Linear recurrence using Cayley-Hamilton theorem

djdolls · August 14, 2014, 4:03pm

If you are not interested in linear recurrences, or are already aware of Cayley-Hamilton theorem, you can probably stop reading now.

Suppose we want to solve the following recurrence:
(T[0], T[1], T[2]) = (1, 2, 3), and
T[n] = T[n - 1] + 3 T[n - 2] + 8 T[n - 3], for n >= 3.

The usual way to solve such recurrence is via matrix exponentiation. We create a matrix M

In order to find T[n] we compute M^{n - 2}, and take the dot product of the first row of M with the vector v. This gives us an O (k^3 lg n) algorithm assuming that the size of the matrix was (k x k), and we are using the most elementary algorithm for matrix multiplication.

Cayley-Hamilton Theorem: Any square matrix is a solution of its characteristic polynomial. In our example, the characteristic polynomial is:

| (x - 1)   -3   -8 |
|   -1       x    0 |
|    0      -1    x |

= x^3 - x^2 - 3x - 8

Note that, the characteristic polynomial looks very similar to the recurrence we want to solve. This is no coincidence, it can be shown that the characteristic polynomial of the matrix M corresponding to a linear recurrence looks the same as the original recurrence.
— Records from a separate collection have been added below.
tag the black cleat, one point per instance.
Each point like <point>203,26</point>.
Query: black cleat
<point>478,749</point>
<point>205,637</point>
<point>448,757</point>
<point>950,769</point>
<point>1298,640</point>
So we do not need to calculate the symbolic determinant of the matrix, but we can use the recurrence to compute this polynomial.

Now, according to Cayley-Hamilton theorem:
M³ - M² - 3M - 8I = 0, i.e.,
M³ = M² + 3M + 8I
Here I is the identity matrix.

Let’s calculate some higher powers of M.
M⁴ = M (M² + 3M + 8I) = M³ + 3M² + 8M
= (M² + 3M + 8I) + 3M² + 8M = 4M² + 11M + 8I

Similarly,
M⁵ = 15M² + 20M + 32I

One can observe that for any n, the matrix Mⁿ can be represented as a linear combination of M², M and I. Also, if we know this representation for Mⁿ, we can easily calculate the representation for Mⁿ⁺¹.

Mⁿ = aM² + bM + cI
==> M^{n + 1} = M (aM² + bM + cI) = (a + b) M² + (3a + c) M + 8aI

For a (k x k) matrix, the characteristic polynomial will be of degree k, and the above step can be performed in O (k) time, i.e., we can compute the representation of Mⁿ⁺¹ from Mⁿ in O (k) time.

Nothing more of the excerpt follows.